W G Hoskins‘ The Making of the English Landscape is one of the best books on British history I’ve ever read. Packed with detail, it takes the reader from a time when England was populated by a few tiny Celtic hamlets and covered in forest, through the creation of villages and towns under successive invasions and through to the industrial revolution and beyond.
On the way the reader learns, at times open-mouthed with astonishment, at how English people lived and worked and eventually tamed enough of the forests and heaths to grow prosperous and, sometimes, healthy.
A couple of quotes in particular caught my eye. Hoskins romanticises the late seventeenth century, or more specifically 1688, as the finest time to be an Englishman:
Few boys lived beyond easy walking distance of thick woodland,or of wild and spacious heaths, where they could work off freely the aninal energies that in the twentieth century lead too manyb of them in the foul and joyless towns into the juvenile courts. There was plenty of scope for poachers of fish and game, and plenty of fresh air and space for everybody, and silence if they wanted it. No industrial smoke, nothing faster on the roads than a horse, no incessant noises from the sky; only three million people all told, spread thinly about the country. The largest provincial town (Norwich) could be described as ‘either a City in an Orchard, or an Orchard in a City, so equally are Houses and Trees blended in it’ – how infinitely more pleasant a place England then was for the majority of her people!

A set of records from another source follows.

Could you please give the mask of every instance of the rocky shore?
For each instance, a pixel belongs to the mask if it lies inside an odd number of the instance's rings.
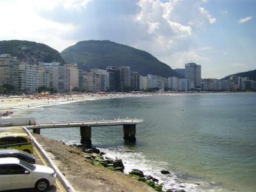
[[[68,146],[41,135],[33,136],[77,191],[164,191],[157,179],[137,169],[124,174],[122,159],[110,159],[95,147]],[[161,173],[170,173],[166,170]],[[185,191],[173,188],[165,191]]]

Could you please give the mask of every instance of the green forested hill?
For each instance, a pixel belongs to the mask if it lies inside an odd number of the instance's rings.
[[[244,72],[237,73],[236,74],[230,75],[225,77],[222,79],[228,79],[230,76],[236,76],[237,77],[249,77],[250,80],[256,81],[256,69],[253,70],[249,70]]]
[[[85,70],[108,66],[129,66],[141,75],[180,77],[172,68],[143,51],[108,40],[88,40],[77,43],[61,52],[67,63],[77,63]]]
[[[0,41],[0,54],[7,53],[32,62],[64,63],[60,52],[43,44],[22,40]]]

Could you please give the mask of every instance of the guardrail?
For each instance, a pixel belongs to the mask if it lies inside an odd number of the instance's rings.
[[[27,134],[31,136],[34,141],[34,145],[38,148],[41,154],[43,155],[44,157],[45,158],[46,161],[50,164],[51,168],[56,172],[57,173],[57,177],[60,179],[60,182],[63,185],[64,188],[68,192],[75,192],[76,190],[72,186],[68,180],[67,180],[66,177],[62,174],[62,173],[60,171],[59,168],[55,164],[54,162],[51,159],[51,157],[48,156],[47,153],[45,150],[42,147],[41,145],[36,141],[36,140],[34,138],[34,136],[31,134],[29,131],[26,128],[26,127],[22,127],[22,129],[27,132]]]

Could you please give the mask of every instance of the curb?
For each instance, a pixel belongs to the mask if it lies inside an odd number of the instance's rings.
[[[51,167],[57,173],[57,177],[60,179],[60,182],[63,185],[64,188],[68,192],[76,192],[76,190],[73,188],[68,180],[67,180],[66,177],[62,174],[60,171],[59,168],[53,162],[53,161],[48,156],[45,150],[42,147],[39,143],[36,140],[34,136],[31,134],[29,131],[28,131],[26,127],[22,127],[22,129],[26,132],[26,133],[31,136],[33,140],[34,145],[38,148],[41,154],[43,155],[44,157],[45,158],[47,163],[50,164]]]

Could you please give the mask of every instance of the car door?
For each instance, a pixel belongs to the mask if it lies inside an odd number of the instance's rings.
[[[32,173],[23,166],[12,164],[9,165],[11,189],[28,188],[32,186]]]
[[[0,190],[8,190],[11,187],[11,180],[7,164],[0,164]]]

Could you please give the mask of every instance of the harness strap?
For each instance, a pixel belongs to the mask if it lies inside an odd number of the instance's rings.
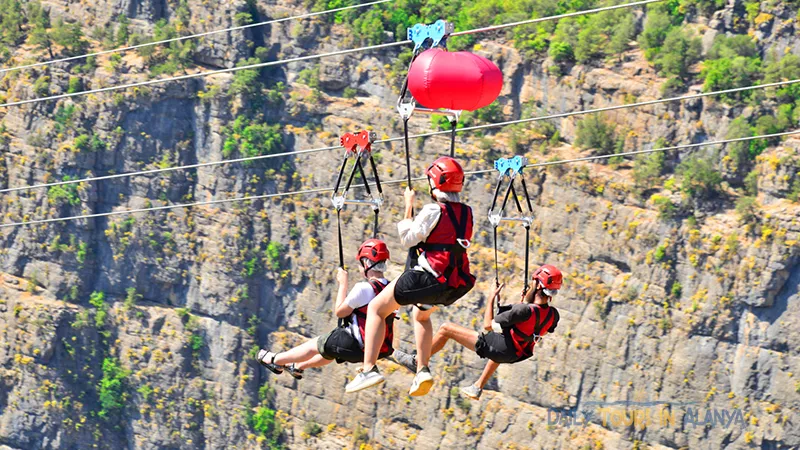
[[[344,269],[344,250],[342,249],[342,219],[341,210],[336,209],[336,234],[339,238],[339,267]]]
[[[456,128],[458,128],[458,120],[450,121],[450,157],[456,157]]]
[[[465,283],[470,284],[472,282],[467,274],[461,270],[461,257],[467,252],[467,249],[460,244],[460,241],[464,240],[464,237],[467,235],[467,220],[469,220],[468,208],[469,207],[467,205],[461,205],[461,220],[459,220],[456,218],[456,212],[453,208],[453,205],[448,202],[444,203],[444,209],[447,212],[447,216],[450,218],[450,221],[453,223],[453,228],[456,232],[456,244],[448,245],[449,248],[446,251],[450,252],[450,261],[440,277],[440,282],[446,282],[449,280],[450,276],[453,274],[453,271],[457,271],[459,278],[461,278]]]
[[[553,310],[553,308],[548,308],[547,315],[544,317],[544,320],[541,321],[538,307],[533,307],[533,314],[535,315],[536,326],[532,334],[525,334],[516,325],[513,327],[514,333],[518,334],[526,344],[537,342],[537,338],[540,337],[542,329],[545,325],[549,326],[550,322],[552,322],[555,316],[555,310]]]

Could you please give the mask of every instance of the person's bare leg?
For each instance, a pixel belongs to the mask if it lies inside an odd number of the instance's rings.
[[[422,311],[416,306],[412,312],[414,316],[414,339],[417,342],[417,371],[427,367],[431,360],[431,345],[433,343],[433,323],[431,315],[438,308],[433,307]]]
[[[486,383],[489,382],[489,378],[492,378],[492,375],[494,375],[494,372],[498,367],[500,367],[500,363],[496,363],[490,359],[489,362],[486,363],[486,367],[483,368],[481,377],[475,382],[475,386],[483,389],[483,387],[486,386]]]
[[[475,330],[456,325],[454,323],[443,323],[436,332],[431,346],[431,354],[439,353],[444,348],[448,340],[454,340],[464,347],[475,351],[475,343],[478,342],[478,333]]]
[[[300,370],[314,369],[317,367],[327,366],[332,362],[333,362],[332,359],[325,359],[322,355],[317,354],[313,356],[311,359],[297,363],[295,367],[297,367]]]
[[[275,361],[273,362],[279,366],[285,366],[291,363],[308,361],[314,356],[318,356],[319,350],[317,350],[317,339],[319,338],[311,339],[310,341],[298,345],[289,351],[278,353],[275,355]]]
[[[400,305],[394,300],[397,280],[389,283],[367,307],[367,323],[364,327],[364,371],[371,370],[378,361],[383,337],[386,334],[386,318]]]

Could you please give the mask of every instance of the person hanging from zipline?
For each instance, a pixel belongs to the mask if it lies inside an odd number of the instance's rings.
[[[505,284],[497,286],[486,302],[483,315],[485,333],[443,323],[433,337],[431,354],[441,351],[450,339],[474,351],[481,358],[489,359],[478,381],[461,388],[461,394],[473,400],[480,398],[483,387],[500,364],[514,364],[533,356],[537,342],[558,326],[558,310],[550,306],[553,297],[561,288],[562,274],[556,267],[545,264],[533,273],[533,288],[520,296],[520,302],[501,306],[500,314],[494,314],[495,299],[499,300]],[[415,356],[399,349],[393,358],[406,369],[414,372]]]
[[[472,208],[460,202],[464,170],[453,158],[441,157],[425,171],[434,203],[425,205],[413,216],[415,194],[407,188],[405,218],[397,224],[400,241],[413,250],[402,275],[392,281],[367,309],[364,364],[347,384],[346,392],[356,392],[384,381],[375,365],[385,318],[401,305],[414,305],[414,335],[419,355],[416,376],[409,389],[411,396],[428,393],[433,376],[428,368],[433,325],[431,314],[437,306],[452,305],[475,285],[469,270],[467,248],[472,238]]]
[[[322,367],[334,360],[361,363],[364,361],[364,329],[367,307],[389,284],[383,274],[389,260],[389,248],[379,239],[368,239],[358,248],[356,257],[361,265],[365,281],[356,283],[347,293],[347,271],[339,268],[336,280],[339,290],[336,296],[334,313],[339,325],[329,333],[311,339],[291,350],[274,353],[259,350],[258,362],[274,374],[288,372],[294,378],[303,378],[303,371]],[[382,341],[379,338],[378,357],[386,358],[393,352],[394,312],[385,318]]]

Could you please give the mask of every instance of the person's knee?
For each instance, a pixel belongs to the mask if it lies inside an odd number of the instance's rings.
[[[439,325],[439,332],[446,336],[452,336],[453,331],[455,331],[455,329],[456,325],[452,322],[445,322]]]

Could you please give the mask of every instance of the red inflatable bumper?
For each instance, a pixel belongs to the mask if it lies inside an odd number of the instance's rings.
[[[434,48],[414,60],[408,89],[426,108],[474,111],[497,99],[503,89],[503,73],[493,62],[473,53]]]

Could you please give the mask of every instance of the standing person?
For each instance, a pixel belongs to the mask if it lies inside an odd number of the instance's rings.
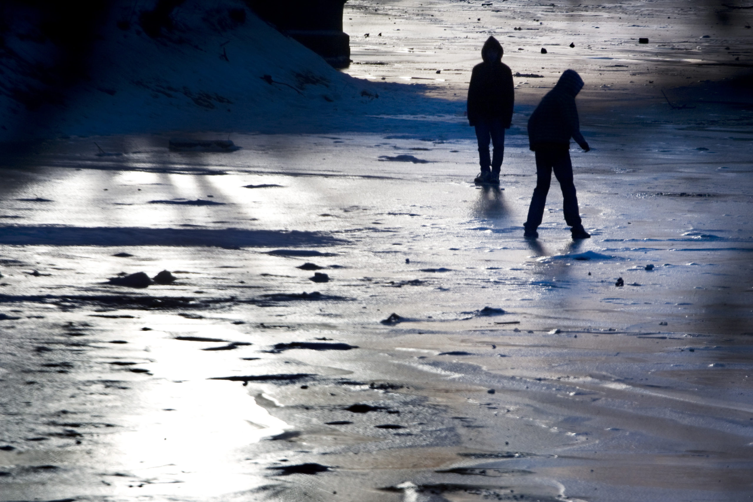
[[[541,224],[544,205],[547,202],[552,171],[559,181],[564,199],[565,221],[572,228],[573,239],[591,236],[583,228],[578,208],[578,196],[572,181],[570,163],[570,138],[584,151],[588,143],[581,134],[575,108],[575,96],[583,89],[583,79],[574,70],[565,70],[554,89],[541,99],[528,120],[528,139],[531,150],[536,153],[536,188],[533,190],[528,219],[523,224],[525,237],[538,237],[536,229]]]
[[[468,86],[468,123],[476,127],[481,173],[476,183],[499,184],[499,170],[505,154],[505,129],[510,129],[514,102],[513,74],[502,63],[502,46],[489,37],[481,49],[480,62],[473,68]],[[493,156],[489,155],[492,140]],[[491,169],[489,169],[491,167]]]

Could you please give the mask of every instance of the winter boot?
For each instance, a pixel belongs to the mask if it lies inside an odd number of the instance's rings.
[[[572,233],[572,238],[574,239],[590,239],[591,234],[586,232],[586,229],[583,227],[583,225],[578,225],[578,227],[573,227],[570,229],[571,233]]]
[[[481,172],[476,176],[476,179],[473,181],[477,184],[483,184],[484,183],[489,183],[492,179],[492,173],[489,169],[482,169]]]

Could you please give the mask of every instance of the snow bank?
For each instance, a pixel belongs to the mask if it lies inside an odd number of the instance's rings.
[[[35,32],[38,19],[35,25],[33,16],[16,11],[0,59],[6,70],[0,73],[0,141],[316,127],[328,114],[363,111],[379,99],[368,82],[334,70],[242,2],[187,0],[172,11],[172,28],[157,37],[142,31],[133,2],[109,5],[97,20],[83,78],[68,84],[49,81],[58,78],[44,71],[57,47]]]

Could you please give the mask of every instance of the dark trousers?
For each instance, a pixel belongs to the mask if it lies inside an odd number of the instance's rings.
[[[581,215],[578,210],[578,196],[572,182],[572,164],[567,148],[541,149],[536,151],[536,188],[533,190],[531,205],[528,208],[526,230],[535,230],[541,224],[547,193],[552,181],[552,171],[559,181],[564,199],[565,221],[573,227],[581,227]]]
[[[489,171],[489,166],[495,174],[499,173],[505,156],[505,124],[501,119],[481,118],[476,123],[476,138],[478,139],[478,157],[481,172]],[[492,140],[494,154],[489,155],[489,142]]]

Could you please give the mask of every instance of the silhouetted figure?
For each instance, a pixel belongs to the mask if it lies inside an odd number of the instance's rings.
[[[480,62],[473,68],[468,86],[468,123],[476,127],[481,173],[477,183],[499,183],[505,155],[505,129],[510,129],[514,102],[513,74],[502,63],[502,46],[489,37],[481,49]],[[489,154],[491,138],[493,156]],[[489,169],[491,167],[491,169]]]
[[[582,88],[581,75],[574,70],[565,70],[554,89],[547,93],[528,120],[529,142],[531,150],[536,153],[536,188],[523,225],[526,237],[538,237],[536,229],[544,217],[553,170],[562,190],[565,221],[572,227],[572,238],[591,236],[581,223],[569,151],[570,138],[584,151],[590,150],[581,134],[575,108],[575,96]]]

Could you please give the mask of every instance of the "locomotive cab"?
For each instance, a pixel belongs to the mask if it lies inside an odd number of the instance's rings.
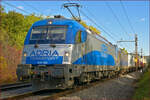
[[[62,80],[64,84],[72,84],[71,76],[67,73],[72,74],[71,66],[77,56],[74,52],[81,49],[85,41],[85,28],[74,20],[54,18],[34,23],[24,42],[22,62],[17,67],[18,79],[31,79],[36,84],[41,80],[56,78],[55,83],[49,84],[50,88],[56,88],[60,85],[57,79],[66,77]],[[80,45],[80,48],[76,45]],[[67,80],[70,83],[65,83]],[[33,88],[45,86],[39,84]]]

And then, in the best justification for exploring what’s on your own doorstep I’ve read, he writes:
So behind every generalization, there lies the infinite variety and beauty of detail; and it is the detail that matters, that gives pleasure to the eye and to the mind, as we traverse, on foot and unhurried, the landscape of any part of England.
While this book is rightly heralded as a classic work of local history, it also is important in learning about how the experience of living in England has changed over the centuries. Hoskins’ own views, including his distaste for much of the modern world, bubble up from the pages making for a lively read. He would have made an engaging dinner guest and near-unbeatable walking companion.
The Making of the English Landscape is a fine companion to exploring rural England, and is the perfect read this springtime to herald the excitement of summer.